Summer 2026 - PHYS 887 G100

Special Topics VII (1)

Bayesian Inference for Physics Data Analysis

Class Number: 4260

Delivery Method: In Person

Overview

  • Course Times + Location:

    May 4 – May 15, 2026: Mon, Tue, Wed, Thu, Fri, 9:30–11:00 a.m.
    Burnaby

Description

COURSE DETAILS:

The goal of the course is to introduce students to the basics of Bayesian inference methods at the graduate level. Apart from being an intellectually unified and satisfying approach to data analysis, the course will connect to new ideas on machine learning.

This is a one-credit course, with 13 hours of lecture, delivered as  (8 x 1.5 + 1 x 1) hr.  The tentative plan is to schedule these over two weeks in May, for example starting May 4 or 11.  

There will be two problem sets.  The first will be due the second Monday (Tuesday if there is a holiday); the second will be due after the lectures are done.

COURSE-LEVEL EDUCATIONAL GOALS:

Tentative Outline:

1.  Intro to inference, estimation of a single parameter from data

2.  More on one-parameter inference, central-limit theorem

3.  Distributions with fat tails; curve fitting

4.  Inferring multiple parameters; covariance; normal equations

5.  Functions of random variables (“error propagation” as a special case)

6.  Numerical methods (sampling one variable)

7.  Markov Chain Monte Carlo (MCMC); Hamiltonian Monte Carlo (HMC)

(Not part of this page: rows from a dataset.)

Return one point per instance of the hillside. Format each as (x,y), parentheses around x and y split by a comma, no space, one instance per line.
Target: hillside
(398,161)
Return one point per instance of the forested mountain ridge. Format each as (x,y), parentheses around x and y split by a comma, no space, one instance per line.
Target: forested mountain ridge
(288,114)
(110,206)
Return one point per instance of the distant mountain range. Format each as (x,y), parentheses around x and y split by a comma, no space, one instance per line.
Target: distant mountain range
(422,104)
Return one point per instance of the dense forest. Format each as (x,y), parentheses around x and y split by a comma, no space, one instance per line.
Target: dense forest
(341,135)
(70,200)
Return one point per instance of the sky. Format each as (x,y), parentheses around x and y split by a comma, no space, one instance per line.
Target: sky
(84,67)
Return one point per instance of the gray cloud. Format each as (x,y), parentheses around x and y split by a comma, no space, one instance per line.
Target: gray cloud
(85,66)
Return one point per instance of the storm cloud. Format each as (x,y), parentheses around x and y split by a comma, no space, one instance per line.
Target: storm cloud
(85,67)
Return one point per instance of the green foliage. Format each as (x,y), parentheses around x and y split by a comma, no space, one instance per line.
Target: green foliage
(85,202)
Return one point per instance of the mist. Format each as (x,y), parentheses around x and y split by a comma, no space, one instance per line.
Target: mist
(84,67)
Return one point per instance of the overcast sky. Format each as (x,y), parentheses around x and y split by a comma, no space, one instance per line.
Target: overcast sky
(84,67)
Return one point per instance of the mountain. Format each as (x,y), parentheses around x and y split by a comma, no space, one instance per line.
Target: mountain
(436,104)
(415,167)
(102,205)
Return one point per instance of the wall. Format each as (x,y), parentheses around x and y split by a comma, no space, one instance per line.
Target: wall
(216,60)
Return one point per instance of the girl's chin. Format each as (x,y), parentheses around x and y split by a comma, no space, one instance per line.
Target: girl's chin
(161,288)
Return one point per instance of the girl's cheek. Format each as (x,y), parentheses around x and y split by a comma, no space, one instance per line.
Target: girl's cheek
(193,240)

8.  Model selection 1:  odds ratios, priors

9.  Model selection 2:  overlaps with machine learning (AIC vs BIC, double descent, diffusion)

Grading

  • TBA 100%

Materials

MATERIALS + SUPPLIES:

Primary text

• D. S. Sivia and J. Skilling, Data Analysis:  A Bayesian tutorial (2nd. ed., Oxford, 2006)

REQUIRED READING NOTES:

Your personalized Course Material list, including digital and physical textbooks, are available through the SFU Bookstore website by simply entering your Computing ID at: shop.sfu.ca/course-materials/my-personalized-course-materials.

Graduate Studies Notes:

Important dates and deadlines for graduate students are found here: http://www.sfu.ca/dean-gradstudies/current/important_dates/guidelines.html. The deadline to drop a course with a 100% refund is the end of week 2. The deadline to drop with no notation on your transcript is the end of week 3.

Registrar Notes:

ACADEMIC INTEGRITY: YOUR WORK, YOUR SUCCESS

At SFU, you are expected to act honestly and responsibly in all your academic work. Cheating, plagiarism, or any other form of academic dishonesty harms your own learning, undermines the efforts of your classmates who pursue their studies honestly, and goes against the core values of the university.

To learn more about the academic disciplinary process and relevant academic supports, visit: 


RELIGIOUS ACCOMMODATION

Students with a faith background who may need accommodations during the term are encouraged to assess their needs as soon as possible and review the Multifaith religious accommodations website. The page outlines ways they begin working toward an accommodation and ensure solutions can be reached in a timely fashion.